Morning Calm Weekly Newspaper Installation Management Command / Flickr
As America enters the 18th year of its war in Afghanistan and its 16th in Iraq, the war on terror continues in Yemen, Syria, and parts of Africa, including Libya, Niger, and Somalia. Meanwhile, the Trump administration threatens yet more war, this time with Iran. (And given these last years, just how do you imagine that’s likely to turn out?) Honestly, isn’t it time Americans gave a little more thought to why their leaders persist in waging losing wars across significant parts of the planet?  So consider the rest of this piece my attempt to do just that.
Let’s face it: profits and power should be classified as perennial reasons why U.S. leaders persist in waging such conflicts. War may be a racket, as General Smedley Butler claimed long ago, but who cares these days since business is booming? And let’s add to such profits a few other all-American motivations. Start with the fact that, in some curious sense, war is in the American bloodstream. As former New York Times war correspondent Chris Hedges once put it, “War is a force that gives us meaning.” Historically, we Americans are a violent people who have invested much in a self-image of toughness now being displayed across the “global battlespace.” (Hence all the talk in this country not about our soldiers but about our “warriors.”) As the bumper stickers I see regularly where I live say: “God, guns, & guts made America free.” To make the world freer, why not export all three?

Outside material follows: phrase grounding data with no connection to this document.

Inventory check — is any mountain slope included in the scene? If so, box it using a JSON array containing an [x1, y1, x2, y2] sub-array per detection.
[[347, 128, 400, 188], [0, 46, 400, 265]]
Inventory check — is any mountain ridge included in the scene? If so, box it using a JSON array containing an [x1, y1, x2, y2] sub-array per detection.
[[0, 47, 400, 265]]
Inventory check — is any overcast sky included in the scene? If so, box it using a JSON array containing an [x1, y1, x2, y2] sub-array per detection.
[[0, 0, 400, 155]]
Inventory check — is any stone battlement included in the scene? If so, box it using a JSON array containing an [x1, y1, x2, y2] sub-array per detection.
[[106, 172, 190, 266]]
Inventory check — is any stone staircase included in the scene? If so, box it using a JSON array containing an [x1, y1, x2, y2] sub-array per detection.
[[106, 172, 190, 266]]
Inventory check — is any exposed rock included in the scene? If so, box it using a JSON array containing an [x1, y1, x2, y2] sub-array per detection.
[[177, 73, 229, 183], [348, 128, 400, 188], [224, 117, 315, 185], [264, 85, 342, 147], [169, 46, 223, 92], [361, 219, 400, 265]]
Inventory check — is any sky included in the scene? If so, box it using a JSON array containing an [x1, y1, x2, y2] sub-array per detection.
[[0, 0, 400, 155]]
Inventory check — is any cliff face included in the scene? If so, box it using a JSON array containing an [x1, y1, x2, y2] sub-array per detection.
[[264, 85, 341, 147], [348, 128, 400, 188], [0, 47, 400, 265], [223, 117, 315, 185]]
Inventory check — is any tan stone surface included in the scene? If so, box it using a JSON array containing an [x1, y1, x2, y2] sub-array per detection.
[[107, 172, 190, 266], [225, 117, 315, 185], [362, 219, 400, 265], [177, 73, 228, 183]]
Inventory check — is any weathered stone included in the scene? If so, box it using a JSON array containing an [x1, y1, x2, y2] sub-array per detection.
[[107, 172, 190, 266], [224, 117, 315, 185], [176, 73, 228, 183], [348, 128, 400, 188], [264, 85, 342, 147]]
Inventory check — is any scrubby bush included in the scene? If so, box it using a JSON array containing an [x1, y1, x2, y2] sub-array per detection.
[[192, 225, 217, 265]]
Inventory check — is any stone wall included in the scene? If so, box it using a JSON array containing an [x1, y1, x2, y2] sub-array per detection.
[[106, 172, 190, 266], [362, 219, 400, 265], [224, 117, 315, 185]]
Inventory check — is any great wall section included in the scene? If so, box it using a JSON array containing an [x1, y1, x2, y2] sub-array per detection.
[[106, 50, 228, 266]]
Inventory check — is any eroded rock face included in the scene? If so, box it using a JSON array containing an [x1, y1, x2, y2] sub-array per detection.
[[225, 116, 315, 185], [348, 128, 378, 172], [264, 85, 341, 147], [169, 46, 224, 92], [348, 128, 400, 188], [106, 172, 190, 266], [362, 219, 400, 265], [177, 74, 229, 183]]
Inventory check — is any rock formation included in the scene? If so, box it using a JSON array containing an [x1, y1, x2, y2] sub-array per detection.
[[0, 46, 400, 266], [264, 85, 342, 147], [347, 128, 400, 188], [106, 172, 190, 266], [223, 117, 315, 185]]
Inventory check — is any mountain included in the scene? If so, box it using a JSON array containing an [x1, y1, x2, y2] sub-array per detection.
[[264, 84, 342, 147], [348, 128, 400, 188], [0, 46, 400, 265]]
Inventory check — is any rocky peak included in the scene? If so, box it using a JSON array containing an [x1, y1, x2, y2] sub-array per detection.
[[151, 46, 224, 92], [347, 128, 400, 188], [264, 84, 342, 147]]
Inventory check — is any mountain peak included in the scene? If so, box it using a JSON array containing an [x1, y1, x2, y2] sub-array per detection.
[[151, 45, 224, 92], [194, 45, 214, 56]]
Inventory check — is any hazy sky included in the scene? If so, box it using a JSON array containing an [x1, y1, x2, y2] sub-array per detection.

Add in, as well, the issue of political credibility. No president wants to appear weak and in the United States of the last many decades, pulling back from a war has been the definition of weakness. No one — certainly not Donald Trump — wants to be known as the president who “lost” Afghanistan or Iraq. As was true of Presidents Lyndon Johnson and Richard Nixon in the Vietnam years, so in this century fear of electoral defeat has helped prolong the country’s hopeless wars. Generals, too, have their own fears of defeat, fears that drive them to escalate conflicts (call it the urge to surge) and even to advocate for the use of nuclear weapons, as General William Westmoreland did in 1968 during the Vietnam War.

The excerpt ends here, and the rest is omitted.